Докладчик растерялся, а Глух, выдержав паузу, махнул рукой: мол, продолжай. Я выступал в числе последних и минут сорок, как говорят, отчесал без запинки и… бумажки. Сел на место в зале, ребята одобрительно похлопывают по плечу.
– Ну, старик, будешь работать в Киеве, Глух только тебя и слушал.
Сам отшучиваюсь, но чувствую, что выступление было действительно удачным. Совещание закончилось, выходим из зала. Вдруг за спиной слышу голос Скопенко:
– Калиниченко, поднимись ко мне и подожди в приемной.
Думаю: вот и окажутся ребята правы и сбудется моя мечта – жить в Киеве. (Любил и люблю я этот город, как никакой другой.) Да и работа в республике открывала совершенно новые возможности в совершенствовании профессионального мастерства.
Скопенко приглашает сесть напротив, улыбается.
– Федор Кириллович спрашивает, на какую должность к нам пойдешь?
– Только не клерком.
– Что, согласишься важняком?[20]
– Конечно.
– Ну молодец. Я тебе самую лучшую квартиру в центре подберу. В общем, езжай домой и помалкивай о предложении, пока мы все не согласуем в ЦК.
Я вернулся в Запорожье с надеждой, что все закончится благополучно. Между тем произошли события, оказавшие влияние на мою дальнейшую судьбу.
Гейдар Алиев – Гамбой Мамедов. Схватка
…Внимательные путешественники в России подмечали с первого же взгляда то раболепство перед царем, какое пышно цвело при дворе среди людей знатных, очень высокопоставленных, колоссально богатых, которым, казалось бы, не было никакой нужды в этом раболепстве. Но дело было только в том, что множество людей при Николае именно раболепством и сделали себе карьеру. Если сам Николай любил нравиться тем, с кем говорил, то еще естественнее было тем, с кем он говорил, стараться понравиться чем-нибудь и как-нибудь ему – самодержцу, от которого зависело возвысить или унизить… Каждое слово его похвалы кому бы то ни было мгновенно подхватывалось решительно всеми и сразу, как магический ключ открывало счастливцу двери во все сердца, стоило только раскрыть для кого-нибудь свои объятия царю – и избранник фортуны терял уже счет объятиям, которые кругом для него открывались, и радостным восклицаниям, которыми его встречали всюду.

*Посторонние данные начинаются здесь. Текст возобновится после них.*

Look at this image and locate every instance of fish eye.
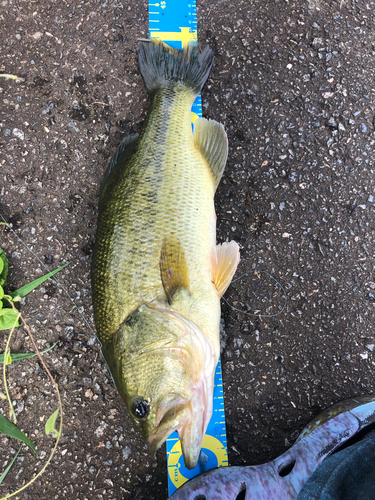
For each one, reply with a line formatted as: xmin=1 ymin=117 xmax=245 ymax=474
xmin=131 ymin=398 xmax=150 ymax=419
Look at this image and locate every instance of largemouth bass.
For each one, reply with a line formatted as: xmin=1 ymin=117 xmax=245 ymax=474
xmin=92 ymin=39 xmax=240 ymax=469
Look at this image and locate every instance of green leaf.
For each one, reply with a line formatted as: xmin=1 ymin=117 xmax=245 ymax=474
xmin=0 ymin=284 xmax=3 ymax=300
xmin=0 ymin=414 xmax=38 ymax=455
xmin=0 ymin=309 xmax=20 ymax=330
xmin=0 ymin=256 xmax=3 ymax=275
xmin=0 ymin=342 xmax=58 ymax=364
xmin=9 ymin=263 xmax=69 ymax=300
xmin=4 ymin=350 xmax=12 ymax=366
xmin=0 ymin=249 xmax=8 ymax=287
xmin=45 ymin=407 xmax=60 ymax=438
xmin=0 ymin=444 xmax=23 ymax=485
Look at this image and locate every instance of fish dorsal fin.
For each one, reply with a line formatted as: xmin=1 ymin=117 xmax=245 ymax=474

Наоборот, все сразу становились холодными к тем, кого постигла царская немилость, их не замечали, переставали их узнавать, может быть, боялись показать, что с ними знакомы, чтобы это не стало известно при дворе.
Все доносили и всё доносили: не опасаясь доносов, можно было говорить разве только с самим Николаем.
С. Сергеев-Ценский. Севастопольская страда
После войны в родной Азербайджан вернулся один из героев Сталинградской битвы, организатор и командир роты так называемых кочующих минометов, офицер-орденоносец Гамбой Мамедов. Его тут же взяли на работу в КГБ, и вскоре он возглавил следственный отдел в этом ведомстве. В той же системе работал никому тогда не известный Гейдар Алиев. Так уж случилось, что в конце 50-х Мамедов расследовал две скандальные истории, в которых был замешан Алиев. Одна была связана с изнасилованием, другая с самоубийством.
Дела по этим фактам были прекращены, но Алиев долгие годы побаивался Мамедова и, говорят, даже заискивал перед ним. Человек исключительной честности и порядочности, Гамбой Мамедов снискал себе уважение не только в республике, но и пользовался огромным авторитетом в Прокуратуре СССР, и поэтому, когда в середине 60-х годов решался вопрос, кому возглавить прокуратуру республики, его кандидатура никаких сомнений не вызывала.